Читать книгу «Посвящение Исиды. Том второй. Обитатели порога» онлайн полностью📖 — Гайка Октемберяна — MyBook.
image
cover



























Несколько раз я замечал этого сторожа, когда он издали с какой-то настороженностью и робостью посматривал в мою сторону. Мне что-то не верилось в рассказанную им историю про «Кота» и будильник. Он приходил для того, чтобы покричать, чтобы об этом доложили хозяевам, чтобы я потерял работу. Он приходил для того, чтобы мне так нагадить, и поэтому с такой опаской издали смотрел в мою сторону. Подобных ему ТЯНУЛО заходить к «беженцам», чтобы изо всех сил постучаться в двери тех домов, в которых они поселились, и поздно вечером, и среди ночи. Когда дверь перед такими тварями ОТКРЫВАЛАСЬ, они вели себя как ни в чём не бывало, словно никакого грохота и не было. Звук пропадал бесследно, и получалось так, словно НИЧЕГО плохого они НЕ СДЕЛАЛИ. Их как не получалось в чём-то ОБВИНИТЬ. Подобные приёмы были на вооружении у многих.

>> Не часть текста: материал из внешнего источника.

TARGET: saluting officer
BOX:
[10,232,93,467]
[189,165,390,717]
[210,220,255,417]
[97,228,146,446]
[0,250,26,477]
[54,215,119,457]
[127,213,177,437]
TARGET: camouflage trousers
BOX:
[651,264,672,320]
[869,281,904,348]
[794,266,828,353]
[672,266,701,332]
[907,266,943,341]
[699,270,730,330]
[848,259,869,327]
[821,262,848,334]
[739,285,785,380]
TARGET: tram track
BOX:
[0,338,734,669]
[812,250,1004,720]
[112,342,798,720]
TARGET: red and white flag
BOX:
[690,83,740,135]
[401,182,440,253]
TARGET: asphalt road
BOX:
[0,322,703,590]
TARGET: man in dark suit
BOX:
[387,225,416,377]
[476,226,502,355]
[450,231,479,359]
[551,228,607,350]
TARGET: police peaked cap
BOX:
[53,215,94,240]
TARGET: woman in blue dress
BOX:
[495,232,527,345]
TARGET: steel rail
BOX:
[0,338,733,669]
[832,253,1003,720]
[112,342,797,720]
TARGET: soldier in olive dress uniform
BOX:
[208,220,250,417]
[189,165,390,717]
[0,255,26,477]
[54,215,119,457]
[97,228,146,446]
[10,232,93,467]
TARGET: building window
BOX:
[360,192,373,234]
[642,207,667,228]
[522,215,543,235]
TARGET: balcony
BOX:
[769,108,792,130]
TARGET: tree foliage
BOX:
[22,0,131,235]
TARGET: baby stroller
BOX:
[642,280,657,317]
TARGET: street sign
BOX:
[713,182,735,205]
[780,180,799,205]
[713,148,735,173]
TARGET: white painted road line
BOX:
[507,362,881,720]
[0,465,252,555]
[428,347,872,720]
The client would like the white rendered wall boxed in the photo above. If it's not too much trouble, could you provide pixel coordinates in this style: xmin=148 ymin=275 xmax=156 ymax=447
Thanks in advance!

Когда этот сторож заметил, что я по-прежнему, как ни в чём не бывало, продолжал работать на пекарне, он отважился зайти ко мне ещё раз. По всей видимости, у него опять было что мне рассказать. В этот вечер по телевизору ДОЛЖНЫ были ПОКАЗАТЬ очередную серию из фильма «Горец» с Кристофером Ламбертом, и я надеялся увидеть в этом фильме что-то важное для себя.

Говорить этому сторожу на этот раз было как не о чем. Ему приходилось вспоминать о чём-то, о чём можно было сказать хоть несколько слов. Он на этот раз был подвыпившим и стал отнимать у меня время ещё до начала фильма. Сторожу всё больше и больше времени нужно было для того, чтобы сказать мне о чём-то ещё. Я надеялся, что он уйдёт, когда все слова у него закончатся. Но он не уходил. Что-то его удерживало. И почти осязаемым для меня было то, что его удерживало. Я пытался понять, что же его может так удерживать. В этом фильме я НИЧЕГО важного не заметил, потому что этот сторож время от времени мешал мне его смотреть своими бессмысленными вопросами. Сторожа что-то продолжало удерживать, когда и фильм уже закончился. Когда ему уже совершенно нечего было сказать, он стал пытаться изображать на своём лице мимикой и кривляниями то, что у него не получалось сказать. Мне хотелось, чтобы он всё-таки сам ушёл.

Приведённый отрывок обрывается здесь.